With a Rick Ross album, you already know the subject matter: car, clothes, jewelry, and of course, Belaire Rose. It’s like a new party at a mansion you’ve been to before – the decor is lavish, yet familiar, and the guests are the real attraction.
The album starts with the line “I just upped my stock…” Ross is a business man, first and foremost. He then goes into strong classical hip hop imagery, all over an epic 1970’s soul-inspired beat. As an opener, “Rich is Gangsta” works well to set the tone of luxury living and a boss’s angst.
The next track “Drug Dealers Dream” literally starts with a dream scenario – a checking account balance over 19 million. The beat uses piano to accentuate the emotional pull of the song – “Is this a drug dealers dream? Cause all I ever see is niggas dyin’ from disease”. The dream becomes a nightmare with blood on the counter… this album is already set to be darker than Ross’s previous efforts.
The bleak tone continues as the album samples news coverage of the well known car shooting Ross was involved in Jan 2013. Then, the beat drops to the most controversial song on the album “Nobody”, which uses the Biggie verse from “You’re Nobody (til Somebody Kills You)”. The comparisons are strong – two large, targeted men, rapping about infamy. French Montana works hook duty, making the song as catchy as it is powerful. Whether you love it or hate it, this song will speak to you.
A few more standouts include “Devil is a Lie” – the first single featuring Jay Z – and “War Ready” – featuring Jeezy. Both are hard, radio-ready beats with features who absolutely murder Ross lyrically. These are the guests we showed up to see. Jay Z drops some of the best lines of the album, referencing his issues with Barney’s and Illuminati rumors with the ease only Hova can
On “War Ready,” hearing Jeezy over the incredibly slick production is a treat, and the Migos-inspired hook is right on trend. Overall this is the song to ride to, and the gunshots in the background to punctuate every line seems to drive the purpose of this song home.
Another standout is the Weeknd song “In Vein”. I say this is a Weeknd song purposely, because it feels more like a Ross feature than a track on his own album.

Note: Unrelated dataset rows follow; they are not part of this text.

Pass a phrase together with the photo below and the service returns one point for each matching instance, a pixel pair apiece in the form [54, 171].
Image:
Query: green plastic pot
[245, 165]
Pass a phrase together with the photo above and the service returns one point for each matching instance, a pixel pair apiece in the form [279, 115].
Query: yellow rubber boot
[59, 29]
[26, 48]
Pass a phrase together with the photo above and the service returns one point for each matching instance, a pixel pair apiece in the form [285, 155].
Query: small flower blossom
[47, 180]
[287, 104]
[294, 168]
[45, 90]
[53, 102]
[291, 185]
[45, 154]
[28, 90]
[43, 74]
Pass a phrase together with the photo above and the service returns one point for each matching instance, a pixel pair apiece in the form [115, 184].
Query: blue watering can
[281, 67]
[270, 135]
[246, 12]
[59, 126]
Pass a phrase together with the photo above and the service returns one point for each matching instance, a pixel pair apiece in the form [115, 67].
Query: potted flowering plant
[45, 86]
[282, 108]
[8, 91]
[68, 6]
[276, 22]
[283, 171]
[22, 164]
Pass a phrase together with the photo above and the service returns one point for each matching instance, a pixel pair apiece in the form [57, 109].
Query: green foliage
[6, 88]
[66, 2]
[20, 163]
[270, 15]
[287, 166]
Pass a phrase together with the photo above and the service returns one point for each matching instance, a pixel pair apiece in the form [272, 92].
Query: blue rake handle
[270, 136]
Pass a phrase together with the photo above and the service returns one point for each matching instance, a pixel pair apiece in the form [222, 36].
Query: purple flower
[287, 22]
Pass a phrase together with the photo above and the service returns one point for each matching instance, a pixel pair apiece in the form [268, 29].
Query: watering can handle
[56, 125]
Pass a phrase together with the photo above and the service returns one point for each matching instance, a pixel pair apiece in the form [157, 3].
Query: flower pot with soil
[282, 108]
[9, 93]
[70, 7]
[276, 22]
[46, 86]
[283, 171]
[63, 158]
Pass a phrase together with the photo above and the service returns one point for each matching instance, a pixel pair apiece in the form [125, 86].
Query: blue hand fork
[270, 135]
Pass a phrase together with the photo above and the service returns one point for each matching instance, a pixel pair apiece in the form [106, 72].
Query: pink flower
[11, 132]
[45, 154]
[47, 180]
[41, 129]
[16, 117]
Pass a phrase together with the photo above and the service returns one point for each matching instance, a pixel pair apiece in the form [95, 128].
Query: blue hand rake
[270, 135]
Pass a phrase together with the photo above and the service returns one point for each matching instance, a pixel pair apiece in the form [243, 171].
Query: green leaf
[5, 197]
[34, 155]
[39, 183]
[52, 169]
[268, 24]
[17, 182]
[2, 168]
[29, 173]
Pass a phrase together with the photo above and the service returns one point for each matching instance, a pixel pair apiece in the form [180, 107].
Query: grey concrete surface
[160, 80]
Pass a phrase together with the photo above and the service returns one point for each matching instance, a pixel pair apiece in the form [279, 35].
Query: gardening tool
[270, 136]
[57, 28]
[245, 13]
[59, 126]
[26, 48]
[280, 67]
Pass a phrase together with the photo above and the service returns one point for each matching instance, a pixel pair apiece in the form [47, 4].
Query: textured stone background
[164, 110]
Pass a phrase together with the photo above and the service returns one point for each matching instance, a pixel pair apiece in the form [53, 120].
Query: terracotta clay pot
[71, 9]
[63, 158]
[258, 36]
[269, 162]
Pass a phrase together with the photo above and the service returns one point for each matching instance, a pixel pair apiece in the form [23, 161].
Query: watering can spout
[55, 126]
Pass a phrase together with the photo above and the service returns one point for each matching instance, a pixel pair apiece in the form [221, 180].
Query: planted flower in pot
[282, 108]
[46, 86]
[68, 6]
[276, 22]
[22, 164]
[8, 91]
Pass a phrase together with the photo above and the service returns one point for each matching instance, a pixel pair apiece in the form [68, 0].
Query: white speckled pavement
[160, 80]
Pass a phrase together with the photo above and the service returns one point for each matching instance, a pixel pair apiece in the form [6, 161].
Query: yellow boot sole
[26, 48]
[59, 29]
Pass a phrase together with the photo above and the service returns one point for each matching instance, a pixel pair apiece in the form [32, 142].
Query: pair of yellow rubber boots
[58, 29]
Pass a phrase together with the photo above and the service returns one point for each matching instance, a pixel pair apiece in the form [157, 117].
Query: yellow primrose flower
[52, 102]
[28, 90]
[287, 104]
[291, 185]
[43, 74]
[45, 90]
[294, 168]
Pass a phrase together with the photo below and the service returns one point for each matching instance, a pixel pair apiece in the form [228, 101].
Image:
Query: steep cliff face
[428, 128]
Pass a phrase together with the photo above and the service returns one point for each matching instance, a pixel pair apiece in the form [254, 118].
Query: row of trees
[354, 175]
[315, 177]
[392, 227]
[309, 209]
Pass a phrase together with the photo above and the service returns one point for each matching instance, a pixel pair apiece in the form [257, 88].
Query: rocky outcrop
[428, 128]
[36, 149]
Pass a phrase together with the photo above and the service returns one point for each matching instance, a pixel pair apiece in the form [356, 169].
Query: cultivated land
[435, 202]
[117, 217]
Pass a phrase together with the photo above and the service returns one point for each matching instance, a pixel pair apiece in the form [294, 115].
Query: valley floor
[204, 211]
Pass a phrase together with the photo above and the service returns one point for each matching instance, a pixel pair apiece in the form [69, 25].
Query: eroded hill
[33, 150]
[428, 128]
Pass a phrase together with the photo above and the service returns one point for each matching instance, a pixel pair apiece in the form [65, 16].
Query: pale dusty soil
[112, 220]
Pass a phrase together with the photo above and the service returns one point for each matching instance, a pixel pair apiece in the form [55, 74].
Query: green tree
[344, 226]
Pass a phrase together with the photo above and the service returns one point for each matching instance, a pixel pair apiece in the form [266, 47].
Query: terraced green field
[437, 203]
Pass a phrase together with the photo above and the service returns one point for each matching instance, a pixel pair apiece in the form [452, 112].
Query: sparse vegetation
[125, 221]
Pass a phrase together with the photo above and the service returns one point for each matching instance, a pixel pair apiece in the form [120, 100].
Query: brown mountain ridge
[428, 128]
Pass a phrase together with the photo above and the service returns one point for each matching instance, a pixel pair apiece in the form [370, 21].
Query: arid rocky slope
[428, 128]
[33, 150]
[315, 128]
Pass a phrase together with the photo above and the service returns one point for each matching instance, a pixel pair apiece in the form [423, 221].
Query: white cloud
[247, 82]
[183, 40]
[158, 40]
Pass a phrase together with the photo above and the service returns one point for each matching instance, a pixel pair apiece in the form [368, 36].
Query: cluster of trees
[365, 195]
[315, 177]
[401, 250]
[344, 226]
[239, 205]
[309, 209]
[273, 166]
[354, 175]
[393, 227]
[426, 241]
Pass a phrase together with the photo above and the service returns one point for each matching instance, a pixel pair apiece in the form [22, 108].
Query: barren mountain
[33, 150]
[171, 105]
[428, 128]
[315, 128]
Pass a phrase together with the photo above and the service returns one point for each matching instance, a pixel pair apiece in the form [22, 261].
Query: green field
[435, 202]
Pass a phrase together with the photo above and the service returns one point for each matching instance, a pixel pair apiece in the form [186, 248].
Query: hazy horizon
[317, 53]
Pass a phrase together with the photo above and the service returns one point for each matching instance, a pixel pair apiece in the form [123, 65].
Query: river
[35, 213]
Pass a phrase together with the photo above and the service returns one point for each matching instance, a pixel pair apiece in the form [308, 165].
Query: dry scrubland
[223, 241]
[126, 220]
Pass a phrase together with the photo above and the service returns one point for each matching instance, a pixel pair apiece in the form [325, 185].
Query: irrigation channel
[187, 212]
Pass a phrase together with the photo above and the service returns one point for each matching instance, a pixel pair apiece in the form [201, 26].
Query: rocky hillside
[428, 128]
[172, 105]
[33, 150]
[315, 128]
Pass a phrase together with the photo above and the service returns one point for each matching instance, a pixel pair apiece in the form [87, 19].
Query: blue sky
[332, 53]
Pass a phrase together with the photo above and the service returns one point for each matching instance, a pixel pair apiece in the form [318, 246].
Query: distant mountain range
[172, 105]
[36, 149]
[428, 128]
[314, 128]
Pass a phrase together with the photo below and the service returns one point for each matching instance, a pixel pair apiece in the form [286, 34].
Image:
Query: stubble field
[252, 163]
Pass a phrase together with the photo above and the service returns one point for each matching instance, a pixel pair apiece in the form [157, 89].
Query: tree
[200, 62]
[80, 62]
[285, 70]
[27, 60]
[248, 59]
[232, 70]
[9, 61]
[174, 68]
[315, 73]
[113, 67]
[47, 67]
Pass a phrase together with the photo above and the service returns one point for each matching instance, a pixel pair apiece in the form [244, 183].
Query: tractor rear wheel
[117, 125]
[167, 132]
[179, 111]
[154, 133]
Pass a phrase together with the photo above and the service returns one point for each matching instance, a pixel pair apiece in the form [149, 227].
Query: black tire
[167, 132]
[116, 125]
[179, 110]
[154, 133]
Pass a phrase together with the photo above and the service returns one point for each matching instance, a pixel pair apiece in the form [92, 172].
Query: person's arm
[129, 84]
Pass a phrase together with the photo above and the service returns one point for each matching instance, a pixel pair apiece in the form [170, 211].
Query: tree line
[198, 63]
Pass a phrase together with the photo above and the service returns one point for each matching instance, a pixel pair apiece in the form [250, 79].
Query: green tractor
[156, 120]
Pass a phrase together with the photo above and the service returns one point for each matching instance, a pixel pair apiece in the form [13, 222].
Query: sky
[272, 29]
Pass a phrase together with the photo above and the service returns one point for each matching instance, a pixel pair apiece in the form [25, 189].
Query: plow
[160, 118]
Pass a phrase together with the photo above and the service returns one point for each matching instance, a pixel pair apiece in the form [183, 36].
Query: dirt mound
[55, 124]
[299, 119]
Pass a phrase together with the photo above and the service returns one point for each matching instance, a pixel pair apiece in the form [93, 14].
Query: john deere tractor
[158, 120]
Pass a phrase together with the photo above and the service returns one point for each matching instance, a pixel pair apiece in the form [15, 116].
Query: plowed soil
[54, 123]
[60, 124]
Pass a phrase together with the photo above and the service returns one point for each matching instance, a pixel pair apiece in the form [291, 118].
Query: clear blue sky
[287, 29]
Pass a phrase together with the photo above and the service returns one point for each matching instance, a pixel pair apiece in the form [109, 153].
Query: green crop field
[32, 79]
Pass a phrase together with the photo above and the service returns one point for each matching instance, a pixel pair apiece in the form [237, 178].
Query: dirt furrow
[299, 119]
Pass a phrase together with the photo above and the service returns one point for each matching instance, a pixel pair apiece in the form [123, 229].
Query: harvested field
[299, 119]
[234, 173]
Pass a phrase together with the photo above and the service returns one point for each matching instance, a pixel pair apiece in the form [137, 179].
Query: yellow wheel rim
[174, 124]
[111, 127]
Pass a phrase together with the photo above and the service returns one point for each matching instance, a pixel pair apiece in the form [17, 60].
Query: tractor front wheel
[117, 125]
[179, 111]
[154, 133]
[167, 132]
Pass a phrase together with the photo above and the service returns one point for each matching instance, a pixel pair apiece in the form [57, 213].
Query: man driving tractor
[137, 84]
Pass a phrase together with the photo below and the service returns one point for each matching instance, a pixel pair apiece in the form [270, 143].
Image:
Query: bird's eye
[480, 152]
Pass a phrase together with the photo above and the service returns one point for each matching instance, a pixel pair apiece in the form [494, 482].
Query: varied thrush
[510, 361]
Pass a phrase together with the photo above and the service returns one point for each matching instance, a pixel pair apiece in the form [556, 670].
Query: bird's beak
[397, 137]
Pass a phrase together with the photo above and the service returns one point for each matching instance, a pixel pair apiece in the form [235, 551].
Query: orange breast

But no matter whose song it really is, I’m here for it. The Weeknd’s smooth and high falestto mixed with drug induced pain is perfect over the minimal beat, dropping like teardrops over deep 808’s. Ross’s verse actually related to the rest of the song (!!) but his deep voice still seems a little off over the delicate beat. Honestly, I’m waiting for a remix of this song without Ross, so I can put it on repeat for certain late-night situations.
“Sanctified” has one of the more interesting beats I’ve heard in a while – almost like 808 and Heartbreaks with more of an edge. The strings add an epic element Ross demands, and a strong soul sample make this production all classic Kanye.
“Thug Cry” starts with an emotional and painfully lilting sample, and then digs into a beat to vibe to. The big news is that Wayne actually delivers a strong verse that not only makes sense, but has interesting lines. This is the perfect way to end things.
There is filler on the album no doubt – I don’t need a reggae infused Ross – but like any good host Ross brings the best out in all his guests. Whether it’s Jay Z, Kanye, Abel, Biggie and Wayne, Ross lets each one shine all while complimenting their own style perfectly. Mastermind has hits, and songs with staying power, not so much because of Ross, but because of what he stands back and let’s others do. That’s how real bosses move, anyway.